Três anos depois, Fernando é demitido, depois de a empresa fazer um cruzamento de dados entre o registo do GPS e o que ele tinha colocado nos seus relatórios.
Segundo o Tribunal, constatou-se que aumentou as distâncias percorridas a título profissional, de forma a reduzir a proporção de quilómetros que aparentemente fez em viagens privadas aos fins de semana e feriados e evitar o reembolso de despesas já recebidas.
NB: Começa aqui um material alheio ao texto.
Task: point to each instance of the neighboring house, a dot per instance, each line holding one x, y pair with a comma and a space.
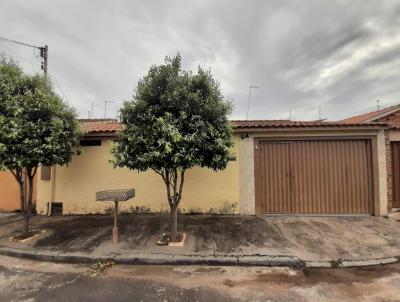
390, 116
9, 192
278, 166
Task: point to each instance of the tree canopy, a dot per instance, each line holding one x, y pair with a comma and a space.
177, 120
36, 126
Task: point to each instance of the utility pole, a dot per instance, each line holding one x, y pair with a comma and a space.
105, 107
44, 54
378, 108
44, 51
248, 103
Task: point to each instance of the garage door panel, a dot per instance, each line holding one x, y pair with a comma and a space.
275, 172
324, 177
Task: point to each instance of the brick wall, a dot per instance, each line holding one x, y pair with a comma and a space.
389, 171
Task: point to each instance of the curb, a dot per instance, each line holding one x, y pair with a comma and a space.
217, 260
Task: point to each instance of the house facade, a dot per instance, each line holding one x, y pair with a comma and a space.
391, 117
277, 167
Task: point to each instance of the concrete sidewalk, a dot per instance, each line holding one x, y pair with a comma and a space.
224, 240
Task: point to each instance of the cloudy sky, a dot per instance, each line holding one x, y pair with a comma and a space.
340, 55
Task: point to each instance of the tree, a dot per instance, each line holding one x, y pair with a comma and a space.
176, 120
36, 128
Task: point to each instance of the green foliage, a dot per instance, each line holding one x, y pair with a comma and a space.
36, 126
177, 120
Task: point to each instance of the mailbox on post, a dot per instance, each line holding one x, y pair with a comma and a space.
116, 196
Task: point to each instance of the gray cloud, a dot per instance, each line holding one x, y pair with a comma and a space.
342, 55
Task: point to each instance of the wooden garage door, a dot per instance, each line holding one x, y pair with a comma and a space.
396, 173
314, 177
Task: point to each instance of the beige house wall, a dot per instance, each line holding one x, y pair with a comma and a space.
75, 185
247, 185
394, 135
9, 192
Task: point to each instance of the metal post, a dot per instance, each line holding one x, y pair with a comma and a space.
45, 59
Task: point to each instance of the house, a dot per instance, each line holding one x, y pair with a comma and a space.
277, 166
390, 116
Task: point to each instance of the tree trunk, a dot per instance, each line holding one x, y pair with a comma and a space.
174, 222
29, 206
21, 196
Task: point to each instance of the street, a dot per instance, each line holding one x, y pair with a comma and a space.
25, 280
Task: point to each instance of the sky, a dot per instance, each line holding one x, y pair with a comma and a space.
310, 59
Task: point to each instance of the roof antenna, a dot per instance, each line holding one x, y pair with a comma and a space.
248, 103
105, 107
378, 108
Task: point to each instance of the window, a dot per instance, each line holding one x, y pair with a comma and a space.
45, 173
91, 142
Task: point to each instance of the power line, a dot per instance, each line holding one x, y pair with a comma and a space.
18, 42
44, 51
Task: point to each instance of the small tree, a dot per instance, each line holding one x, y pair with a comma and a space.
36, 128
176, 120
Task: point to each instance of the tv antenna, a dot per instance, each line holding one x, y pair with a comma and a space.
248, 103
105, 107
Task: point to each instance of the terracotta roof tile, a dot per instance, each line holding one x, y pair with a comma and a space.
370, 115
111, 126
237, 124
100, 125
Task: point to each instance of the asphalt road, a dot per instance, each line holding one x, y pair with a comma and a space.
29, 281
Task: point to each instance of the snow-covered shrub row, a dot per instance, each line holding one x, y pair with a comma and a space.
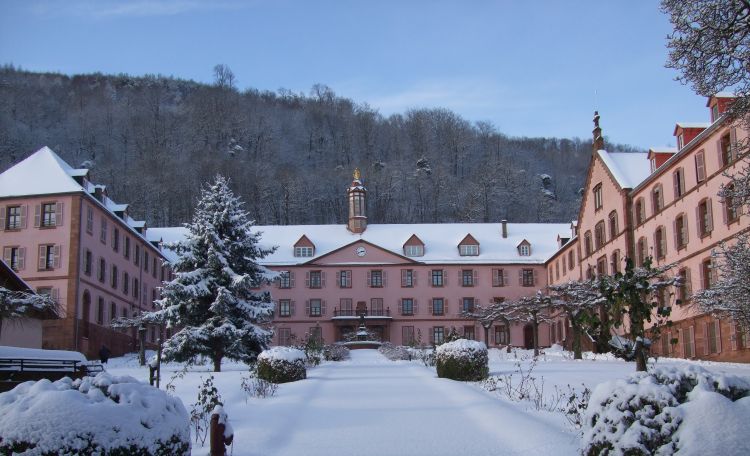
395, 352
106, 416
335, 352
462, 359
282, 364
669, 410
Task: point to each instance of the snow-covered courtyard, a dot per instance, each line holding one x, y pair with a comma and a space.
369, 405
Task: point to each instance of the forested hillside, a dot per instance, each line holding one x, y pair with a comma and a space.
154, 140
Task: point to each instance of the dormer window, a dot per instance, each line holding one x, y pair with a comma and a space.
414, 246
304, 247
468, 246
524, 248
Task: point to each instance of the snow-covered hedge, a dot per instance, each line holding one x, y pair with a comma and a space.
669, 410
282, 364
462, 359
335, 352
106, 416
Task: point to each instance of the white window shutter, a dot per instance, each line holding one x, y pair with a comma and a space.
58, 214
21, 258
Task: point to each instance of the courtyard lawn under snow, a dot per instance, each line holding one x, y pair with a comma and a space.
369, 405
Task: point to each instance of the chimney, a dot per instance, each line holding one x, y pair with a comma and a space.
598, 143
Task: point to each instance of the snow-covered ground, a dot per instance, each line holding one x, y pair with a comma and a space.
370, 405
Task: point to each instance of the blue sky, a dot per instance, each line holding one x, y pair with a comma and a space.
532, 68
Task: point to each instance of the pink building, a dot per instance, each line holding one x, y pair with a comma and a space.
663, 204
410, 281
63, 236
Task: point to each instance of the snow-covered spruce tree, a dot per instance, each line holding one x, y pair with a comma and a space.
579, 301
212, 300
728, 297
634, 293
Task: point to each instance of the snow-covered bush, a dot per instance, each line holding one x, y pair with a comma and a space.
106, 415
282, 364
462, 359
669, 410
335, 352
395, 352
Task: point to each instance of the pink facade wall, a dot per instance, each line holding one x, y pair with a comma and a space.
392, 292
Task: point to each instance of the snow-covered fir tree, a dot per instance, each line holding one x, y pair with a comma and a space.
213, 300
728, 297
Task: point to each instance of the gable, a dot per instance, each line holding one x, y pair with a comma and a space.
361, 252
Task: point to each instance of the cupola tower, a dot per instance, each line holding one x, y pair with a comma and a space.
357, 203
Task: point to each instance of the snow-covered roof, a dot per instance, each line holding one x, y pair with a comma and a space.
45, 173
628, 168
441, 240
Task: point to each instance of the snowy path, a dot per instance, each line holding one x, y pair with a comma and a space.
370, 405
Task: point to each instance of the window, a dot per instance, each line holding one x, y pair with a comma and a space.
303, 251
100, 311
700, 166
614, 230
660, 242
15, 257
601, 266
527, 277
598, 202
468, 250
408, 278
438, 335
285, 337
15, 217
438, 306
414, 250
678, 180
376, 307
657, 199
499, 277
685, 289
501, 335
599, 235
615, 265
102, 271
316, 279
376, 278
103, 231
344, 278
315, 308
407, 335
705, 219
641, 251
640, 211
468, 277
725, 150
89, 220
731, 211
681, 231
407, 306
437, 278
285, 308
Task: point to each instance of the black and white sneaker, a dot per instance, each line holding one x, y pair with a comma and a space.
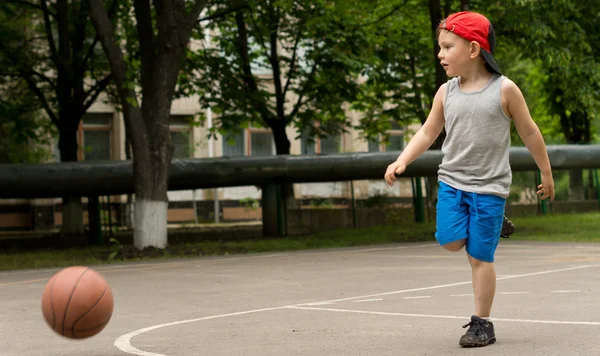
508, 228
480, 333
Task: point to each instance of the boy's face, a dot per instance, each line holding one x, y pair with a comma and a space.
455, 53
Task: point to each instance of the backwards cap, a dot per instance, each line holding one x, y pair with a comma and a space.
474, 27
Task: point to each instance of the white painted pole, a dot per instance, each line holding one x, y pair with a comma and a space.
211, 148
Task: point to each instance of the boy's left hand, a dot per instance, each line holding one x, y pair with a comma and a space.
546, 189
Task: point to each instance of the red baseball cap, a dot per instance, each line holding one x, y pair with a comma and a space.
474, 27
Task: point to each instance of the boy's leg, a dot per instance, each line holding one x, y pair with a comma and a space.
484, 286
485, 225
452, 218
508, 228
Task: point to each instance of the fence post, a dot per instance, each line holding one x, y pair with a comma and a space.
543, 203
597, 185
272, 210
354, 224
418, 200
94, 220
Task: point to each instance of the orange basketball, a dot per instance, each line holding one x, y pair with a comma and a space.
77, 302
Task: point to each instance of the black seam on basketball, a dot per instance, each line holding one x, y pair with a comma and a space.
92, 328
52, 303
92, 308
71, 297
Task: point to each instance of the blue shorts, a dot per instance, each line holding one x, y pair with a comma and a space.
475, 217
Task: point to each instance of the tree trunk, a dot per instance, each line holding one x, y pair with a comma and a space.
435, 16
148, 127
282, 147
72, 209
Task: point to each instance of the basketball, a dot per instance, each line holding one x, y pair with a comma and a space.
77, 302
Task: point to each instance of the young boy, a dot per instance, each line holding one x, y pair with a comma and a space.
476, 107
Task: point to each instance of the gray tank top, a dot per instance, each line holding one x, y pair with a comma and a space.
477, 144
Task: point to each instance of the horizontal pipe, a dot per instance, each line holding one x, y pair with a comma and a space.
116, 177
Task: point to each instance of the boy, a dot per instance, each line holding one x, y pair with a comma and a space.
476, 107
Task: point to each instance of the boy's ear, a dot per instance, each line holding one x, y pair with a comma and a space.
475, 49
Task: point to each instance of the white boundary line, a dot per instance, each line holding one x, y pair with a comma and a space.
595, 323
123, 342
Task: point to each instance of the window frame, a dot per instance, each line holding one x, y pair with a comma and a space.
82, 127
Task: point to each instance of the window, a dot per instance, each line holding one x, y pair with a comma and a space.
316, 145
94, 136
396, 141
252, 142
233, 144
179, 128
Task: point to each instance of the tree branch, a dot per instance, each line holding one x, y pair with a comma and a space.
143, 16
292, 65
118, 66
274, 59
49, 37
299, 102
31, 83
43, 78
32, 5
224, 13
250, 83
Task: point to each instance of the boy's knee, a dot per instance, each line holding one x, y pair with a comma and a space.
455, 246
475, 262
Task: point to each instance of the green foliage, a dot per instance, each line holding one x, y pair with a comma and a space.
560, 37
307, 46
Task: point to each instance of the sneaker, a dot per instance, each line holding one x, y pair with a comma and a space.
480, 333
508, 228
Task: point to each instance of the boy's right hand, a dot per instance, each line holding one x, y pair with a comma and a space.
394, 169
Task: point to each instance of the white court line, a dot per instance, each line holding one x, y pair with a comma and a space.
366, 300
565, 291
595, 323
123, 342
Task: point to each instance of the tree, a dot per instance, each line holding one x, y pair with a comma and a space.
50, 47
164, 30
280, 64
561, 35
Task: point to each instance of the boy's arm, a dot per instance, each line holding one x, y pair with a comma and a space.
530, 134
422, 140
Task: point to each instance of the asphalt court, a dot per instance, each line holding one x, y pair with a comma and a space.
404, 299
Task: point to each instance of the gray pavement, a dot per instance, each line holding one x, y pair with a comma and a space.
405, 299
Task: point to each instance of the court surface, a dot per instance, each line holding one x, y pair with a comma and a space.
405, 299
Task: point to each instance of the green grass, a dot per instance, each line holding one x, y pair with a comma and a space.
575, 227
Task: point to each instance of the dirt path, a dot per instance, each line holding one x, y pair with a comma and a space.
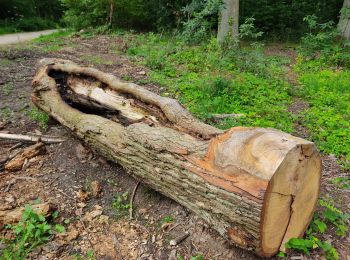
21, 37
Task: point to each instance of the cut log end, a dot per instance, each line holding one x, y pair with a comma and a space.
257, 187
290, 198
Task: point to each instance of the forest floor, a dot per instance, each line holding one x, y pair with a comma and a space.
68, 173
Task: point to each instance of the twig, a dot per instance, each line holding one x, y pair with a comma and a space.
173, 227
132, 200
50, 183
178, 240
65, 194
15, 146
31, 138
79, 219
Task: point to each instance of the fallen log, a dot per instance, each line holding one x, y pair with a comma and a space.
257, 187
31, 138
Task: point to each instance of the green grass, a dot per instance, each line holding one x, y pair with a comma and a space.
328, 118
209, 80
97, 60
32, 231
6, 114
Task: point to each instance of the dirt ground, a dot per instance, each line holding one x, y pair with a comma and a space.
66, 171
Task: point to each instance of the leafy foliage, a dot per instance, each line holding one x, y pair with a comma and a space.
201, 19
121, 204
29, 15
211, 80
33, 230
323, 43
330, 215
284, 19
328, 94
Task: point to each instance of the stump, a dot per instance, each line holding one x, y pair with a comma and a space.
256, 187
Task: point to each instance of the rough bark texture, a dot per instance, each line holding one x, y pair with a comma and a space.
256, 187
344, 21
229, 20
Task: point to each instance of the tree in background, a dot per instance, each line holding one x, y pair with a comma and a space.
229, 20
26, 15
344, 21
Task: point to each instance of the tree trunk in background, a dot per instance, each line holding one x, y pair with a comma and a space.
257, 187
344, 22
229, 20
111, 12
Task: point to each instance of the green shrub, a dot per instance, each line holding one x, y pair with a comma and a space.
328, 118
208, 80
40, 117
33, 230
328, 216
323, 43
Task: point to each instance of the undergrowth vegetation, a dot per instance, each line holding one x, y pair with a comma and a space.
32, 231
208, 79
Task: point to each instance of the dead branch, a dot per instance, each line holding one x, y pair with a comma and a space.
31, 138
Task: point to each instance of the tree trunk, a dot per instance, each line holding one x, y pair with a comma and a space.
111, 12
229, 20
257, 187
344, 21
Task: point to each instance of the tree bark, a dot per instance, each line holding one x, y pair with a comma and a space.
344, 21
229, 20
257, 187
111, 12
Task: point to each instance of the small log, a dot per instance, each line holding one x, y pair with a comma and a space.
14, 215
257, 187
17, 162
31, 138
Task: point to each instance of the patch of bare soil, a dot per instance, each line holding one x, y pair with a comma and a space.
81, 184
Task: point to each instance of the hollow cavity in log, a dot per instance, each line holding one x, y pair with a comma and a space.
257, 187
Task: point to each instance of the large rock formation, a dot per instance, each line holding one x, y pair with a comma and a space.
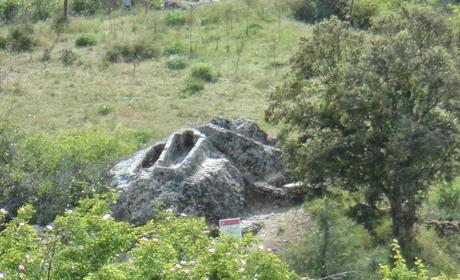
220, 170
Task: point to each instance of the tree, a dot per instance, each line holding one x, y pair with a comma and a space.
374, 112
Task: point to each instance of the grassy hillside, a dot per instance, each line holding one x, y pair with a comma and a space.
42, 95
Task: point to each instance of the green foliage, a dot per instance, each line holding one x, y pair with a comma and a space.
137, 51
204, 72
176, 19
333, 244
448, 198
86, 40
400, 271
87, 243
438, 253
104, 109
371, 118
312, 10
84, 7
68, 57
363, 11
55, 172
9, 10
176, 48
20, 39
176, 62
193, 87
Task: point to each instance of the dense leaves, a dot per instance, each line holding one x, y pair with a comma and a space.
87, 243
381, 118
55, 172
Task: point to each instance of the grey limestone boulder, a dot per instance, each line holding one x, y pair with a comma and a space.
218, 170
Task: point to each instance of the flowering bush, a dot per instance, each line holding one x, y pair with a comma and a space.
87, 243
400, 271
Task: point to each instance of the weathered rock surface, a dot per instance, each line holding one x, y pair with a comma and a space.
223, 169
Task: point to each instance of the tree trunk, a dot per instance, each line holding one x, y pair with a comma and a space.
403, 215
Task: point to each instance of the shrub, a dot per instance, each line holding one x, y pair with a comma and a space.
204, 72
192, 87
312, 10
449, 198
54, 172
303, 10
363, 11
176, 19
87, 243
9, 10
104, 109
84, 7
176, 62
176, 48
332, 244
85, 40
20, 39
68, 57
141, 50
400, 270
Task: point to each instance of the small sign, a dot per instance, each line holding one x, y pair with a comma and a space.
230, 227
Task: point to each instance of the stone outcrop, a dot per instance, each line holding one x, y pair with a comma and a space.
220, 170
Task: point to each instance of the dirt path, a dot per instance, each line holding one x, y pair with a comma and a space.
277, 229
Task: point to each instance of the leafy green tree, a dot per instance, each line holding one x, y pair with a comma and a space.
377, 113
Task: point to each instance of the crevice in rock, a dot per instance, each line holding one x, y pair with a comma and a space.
152, 156
184, 143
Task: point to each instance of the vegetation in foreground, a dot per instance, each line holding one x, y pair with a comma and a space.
222, 59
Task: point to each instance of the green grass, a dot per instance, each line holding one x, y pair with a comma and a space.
45, 95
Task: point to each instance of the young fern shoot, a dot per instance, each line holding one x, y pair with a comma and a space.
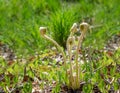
70, 42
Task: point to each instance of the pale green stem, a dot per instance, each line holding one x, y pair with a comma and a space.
59, 48
76, 60
70, 59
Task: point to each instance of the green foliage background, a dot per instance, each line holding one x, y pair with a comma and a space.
21, 19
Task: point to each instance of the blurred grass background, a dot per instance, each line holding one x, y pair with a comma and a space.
20, 21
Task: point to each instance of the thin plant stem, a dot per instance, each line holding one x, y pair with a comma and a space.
76, 60
59, 48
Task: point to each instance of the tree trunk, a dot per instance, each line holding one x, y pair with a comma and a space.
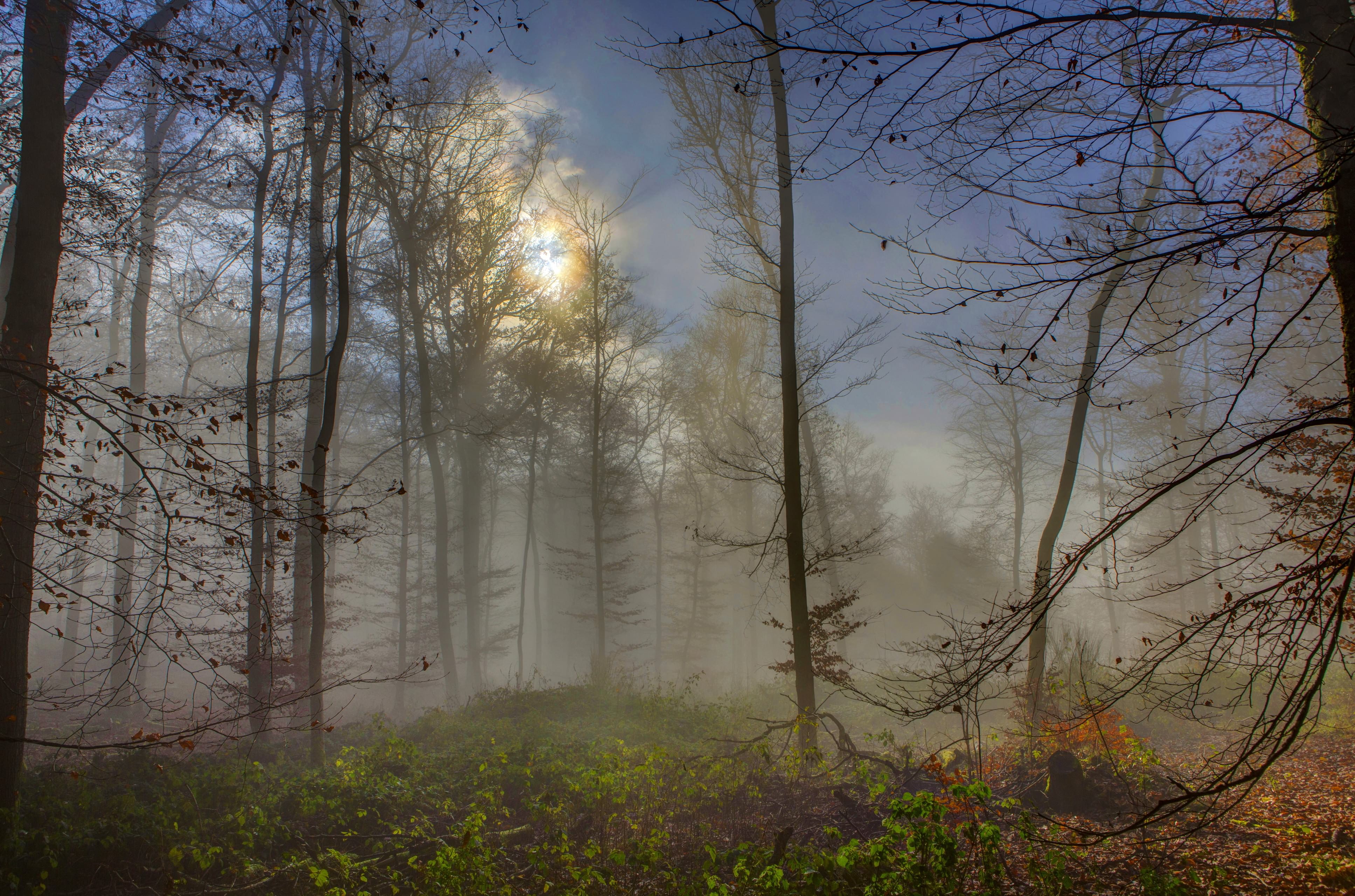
792, 486
257, 613
333, 369
472, 512
318, 147
1073, 449
595, 486
403, 574
1018, 494
40, 201
271, 427
442, 528
826, 524
530, 536
1326, 32
154, 131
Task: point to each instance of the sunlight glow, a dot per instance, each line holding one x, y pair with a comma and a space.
547, 255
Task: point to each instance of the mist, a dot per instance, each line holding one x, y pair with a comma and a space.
927, 406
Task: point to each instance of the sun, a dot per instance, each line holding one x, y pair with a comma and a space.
547, 257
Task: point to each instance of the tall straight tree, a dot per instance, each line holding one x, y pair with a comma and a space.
258, 620
792, 486
40, 201
318, 136
158, 120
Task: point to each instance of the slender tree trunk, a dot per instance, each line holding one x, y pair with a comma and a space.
75, 613
529, 539
792, 486
1326, 33
403, 583
39, 206
270, 585
816, 482
442, 528
334, 366
595, 484
318, 147
1073, 449
1112, 617
154, 131
658, 506
257, 613
1018, 494
472, 512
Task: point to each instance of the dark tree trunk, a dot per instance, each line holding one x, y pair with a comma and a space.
442, 526
40, 201
318, 147
1326, 37
154, 132
403, 574
792, 486
258, 620
333, 369
529, 537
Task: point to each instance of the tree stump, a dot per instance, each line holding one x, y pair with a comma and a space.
1067, 783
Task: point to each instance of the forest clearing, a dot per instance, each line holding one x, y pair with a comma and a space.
885, 448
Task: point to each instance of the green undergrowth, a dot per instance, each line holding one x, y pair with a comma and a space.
570, 791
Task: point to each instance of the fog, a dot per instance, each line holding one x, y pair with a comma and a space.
408, 357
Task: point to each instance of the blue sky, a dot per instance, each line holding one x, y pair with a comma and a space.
620, 122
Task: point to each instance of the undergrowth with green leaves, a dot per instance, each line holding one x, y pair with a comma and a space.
570, 791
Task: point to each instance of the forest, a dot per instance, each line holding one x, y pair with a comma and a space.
525, 499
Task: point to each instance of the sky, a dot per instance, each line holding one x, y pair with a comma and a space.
620, 124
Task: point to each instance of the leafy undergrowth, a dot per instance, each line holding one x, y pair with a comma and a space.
595, 791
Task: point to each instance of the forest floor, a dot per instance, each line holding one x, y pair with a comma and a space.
613, 791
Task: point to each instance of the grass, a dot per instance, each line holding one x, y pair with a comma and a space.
571, 789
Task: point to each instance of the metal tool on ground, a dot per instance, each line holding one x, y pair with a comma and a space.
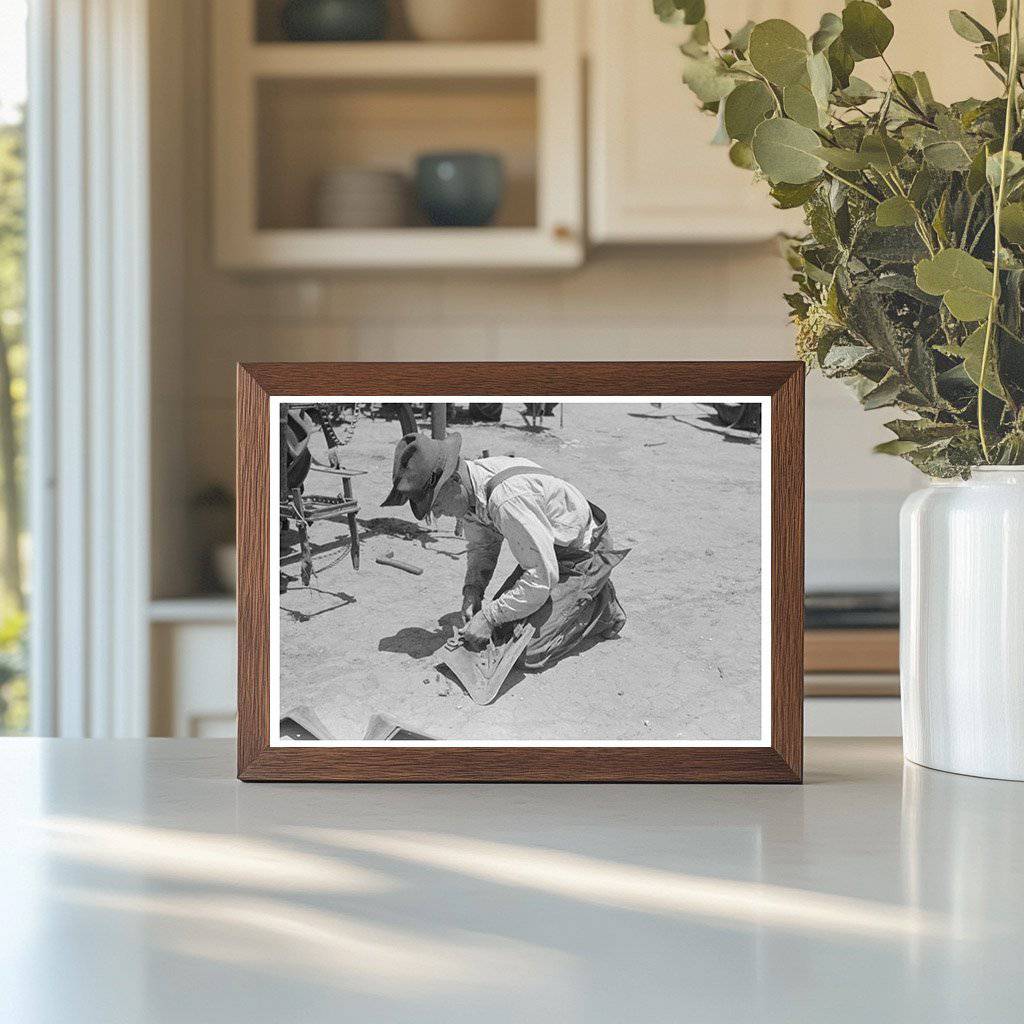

Além disso o GPS terá mostrado que Fernando "não tinha trabalhado as oito horas diárias exigidas".
Depois das decisões dos tribunais, incluindo da Relação de Guimarães, o antigo funcionário da empresa farmacêutica apresentou o seu caso ao TEDH, alegando que tinha sido violado o seu direito à privacidade e que não tinha tido julgamentos imparciais.
Perdeu sempre, tendo o Tribunal da Relação feito uma alteração à primeira sentença: teve apenas em consideração os dados de geolocalização referentes às distâncias percorridas "considerando inválidos os dados de acompanhamento da sua atividade profissional".
Perante todos os argumentos apresentados e analisados, os juízes do Tribunal decidiram - 4 contra 3 - pela não-existência de violações dos dois princípios alegados pela defesa de Fernando Augusto.